TIP. If you need a PAC Control variable sent via Modbus, just write the variable to a scratchpad location and use the groov Manager Modbus calculator to get the device ID and register address. This is much faster and less CPU intense than running the PAC Control Modbus toolkit.
BUT. What if you need to run some other software as your ModbusTCP client. What then?
You cant have two applications listening to port 502, are you out of options?
Not at all. The key is to turn off the groov software from using that port…
If you go into the I/O services → Configuration menu in groov Manage, you can see a very important setting:
Turning off the groov hardware from listening on port 502 is the first step.
The second step is to know that port 502 is a hard ‘wired’ redirect to port 8502 on the localhost.
That’s why when you go to the Security → Firewall menu in groov Manage you see the ModbusTCP rule is showing port 8502, not 502. (For more details and tips on the firewall, check out this forum post here.)

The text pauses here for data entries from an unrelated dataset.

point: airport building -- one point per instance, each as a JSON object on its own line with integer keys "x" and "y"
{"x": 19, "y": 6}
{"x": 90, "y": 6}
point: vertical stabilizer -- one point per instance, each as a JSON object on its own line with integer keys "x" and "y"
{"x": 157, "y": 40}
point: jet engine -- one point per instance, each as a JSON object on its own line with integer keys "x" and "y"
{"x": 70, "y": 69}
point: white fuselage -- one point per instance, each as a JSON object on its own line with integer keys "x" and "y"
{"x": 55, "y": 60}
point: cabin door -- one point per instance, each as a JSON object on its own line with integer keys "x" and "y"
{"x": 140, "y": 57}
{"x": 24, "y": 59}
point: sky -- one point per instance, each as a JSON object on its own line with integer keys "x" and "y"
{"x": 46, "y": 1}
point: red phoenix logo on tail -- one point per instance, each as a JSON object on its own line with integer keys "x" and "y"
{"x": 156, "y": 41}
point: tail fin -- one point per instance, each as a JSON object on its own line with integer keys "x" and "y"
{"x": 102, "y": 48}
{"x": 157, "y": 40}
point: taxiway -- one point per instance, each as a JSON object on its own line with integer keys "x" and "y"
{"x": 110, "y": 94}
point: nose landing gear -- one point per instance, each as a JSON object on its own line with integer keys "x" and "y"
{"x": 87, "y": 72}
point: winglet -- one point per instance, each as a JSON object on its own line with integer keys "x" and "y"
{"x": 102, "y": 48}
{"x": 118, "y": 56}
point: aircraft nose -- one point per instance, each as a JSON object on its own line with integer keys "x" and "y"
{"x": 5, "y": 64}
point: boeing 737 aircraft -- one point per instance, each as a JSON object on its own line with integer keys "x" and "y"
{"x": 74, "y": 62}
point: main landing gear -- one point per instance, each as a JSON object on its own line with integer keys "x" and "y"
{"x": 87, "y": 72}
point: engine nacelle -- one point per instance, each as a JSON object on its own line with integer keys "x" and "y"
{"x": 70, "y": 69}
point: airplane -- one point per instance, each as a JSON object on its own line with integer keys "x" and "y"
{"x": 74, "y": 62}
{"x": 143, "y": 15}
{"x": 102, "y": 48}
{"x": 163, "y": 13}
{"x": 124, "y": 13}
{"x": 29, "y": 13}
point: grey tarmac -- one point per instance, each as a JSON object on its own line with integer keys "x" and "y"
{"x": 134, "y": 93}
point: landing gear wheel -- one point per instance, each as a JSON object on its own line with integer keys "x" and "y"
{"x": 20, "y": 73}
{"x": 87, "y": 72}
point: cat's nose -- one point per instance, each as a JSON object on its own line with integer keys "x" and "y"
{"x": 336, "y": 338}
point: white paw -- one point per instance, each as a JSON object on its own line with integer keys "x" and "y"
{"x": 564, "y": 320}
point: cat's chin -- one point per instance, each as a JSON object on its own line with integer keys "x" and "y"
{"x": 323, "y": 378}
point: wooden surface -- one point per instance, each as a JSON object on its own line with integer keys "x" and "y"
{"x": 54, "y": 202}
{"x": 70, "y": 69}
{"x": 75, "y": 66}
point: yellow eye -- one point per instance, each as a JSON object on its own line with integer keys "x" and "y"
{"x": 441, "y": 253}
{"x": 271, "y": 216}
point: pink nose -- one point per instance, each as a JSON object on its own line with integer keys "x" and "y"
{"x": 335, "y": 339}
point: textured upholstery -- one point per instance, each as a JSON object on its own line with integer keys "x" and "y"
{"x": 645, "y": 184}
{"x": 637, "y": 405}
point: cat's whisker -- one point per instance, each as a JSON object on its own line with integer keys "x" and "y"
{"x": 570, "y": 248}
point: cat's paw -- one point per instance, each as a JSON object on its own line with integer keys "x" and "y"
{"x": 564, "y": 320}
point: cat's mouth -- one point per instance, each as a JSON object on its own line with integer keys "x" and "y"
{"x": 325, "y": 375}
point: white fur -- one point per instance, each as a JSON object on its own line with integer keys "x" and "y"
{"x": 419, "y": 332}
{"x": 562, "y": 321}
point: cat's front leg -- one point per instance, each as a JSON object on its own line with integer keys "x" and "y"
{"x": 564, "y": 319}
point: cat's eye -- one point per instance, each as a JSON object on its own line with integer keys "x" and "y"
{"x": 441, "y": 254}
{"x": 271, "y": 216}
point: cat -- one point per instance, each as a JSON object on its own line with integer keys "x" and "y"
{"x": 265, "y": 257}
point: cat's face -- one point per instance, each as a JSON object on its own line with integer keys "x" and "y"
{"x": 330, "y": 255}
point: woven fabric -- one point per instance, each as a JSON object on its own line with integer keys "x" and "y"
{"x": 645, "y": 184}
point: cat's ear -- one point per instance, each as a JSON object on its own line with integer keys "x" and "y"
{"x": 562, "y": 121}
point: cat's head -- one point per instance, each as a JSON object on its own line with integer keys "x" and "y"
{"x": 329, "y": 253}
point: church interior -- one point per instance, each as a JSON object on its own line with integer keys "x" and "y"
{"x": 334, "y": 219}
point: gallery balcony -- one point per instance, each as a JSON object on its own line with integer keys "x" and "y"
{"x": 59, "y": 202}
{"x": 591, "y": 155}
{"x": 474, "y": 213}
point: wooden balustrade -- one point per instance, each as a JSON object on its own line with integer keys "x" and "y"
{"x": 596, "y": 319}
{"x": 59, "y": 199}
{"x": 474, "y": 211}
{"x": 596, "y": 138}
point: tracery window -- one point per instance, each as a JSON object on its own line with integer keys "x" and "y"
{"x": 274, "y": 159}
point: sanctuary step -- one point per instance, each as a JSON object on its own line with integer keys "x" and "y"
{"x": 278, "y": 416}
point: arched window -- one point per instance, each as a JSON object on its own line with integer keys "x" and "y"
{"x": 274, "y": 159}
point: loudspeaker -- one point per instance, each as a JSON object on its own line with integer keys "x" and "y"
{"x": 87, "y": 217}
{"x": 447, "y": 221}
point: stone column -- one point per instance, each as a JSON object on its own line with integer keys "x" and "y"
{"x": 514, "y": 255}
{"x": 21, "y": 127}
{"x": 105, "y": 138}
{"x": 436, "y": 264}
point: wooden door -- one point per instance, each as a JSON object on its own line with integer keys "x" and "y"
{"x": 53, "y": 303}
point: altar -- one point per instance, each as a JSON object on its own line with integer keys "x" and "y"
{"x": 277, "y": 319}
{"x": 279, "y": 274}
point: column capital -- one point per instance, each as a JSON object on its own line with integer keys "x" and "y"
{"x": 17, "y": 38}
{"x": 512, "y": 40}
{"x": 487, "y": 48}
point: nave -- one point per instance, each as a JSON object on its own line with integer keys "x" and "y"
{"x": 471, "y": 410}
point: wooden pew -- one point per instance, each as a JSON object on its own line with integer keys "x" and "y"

If you turn off the I/O Modbus/TCP slave, nothing is listening on port 8502… so now you can use the PAC Control Modbus toolkit or the Codesys Modbus library, or the Node-RED Modbus nodes and configure them to use port 8502, any traffic on port 502 will come in and hit those listening services.
So to sum up.
There is a hard wired port re-direct from port 502 to port 8502.
- Turn off the groov Manage Modbus slave from listening on port 8502
- Turn on your Modbus server software to use port 8502.
Of course, if you are not using any Modbus, turn off the firewall on port 8502 and port 502 will be dead.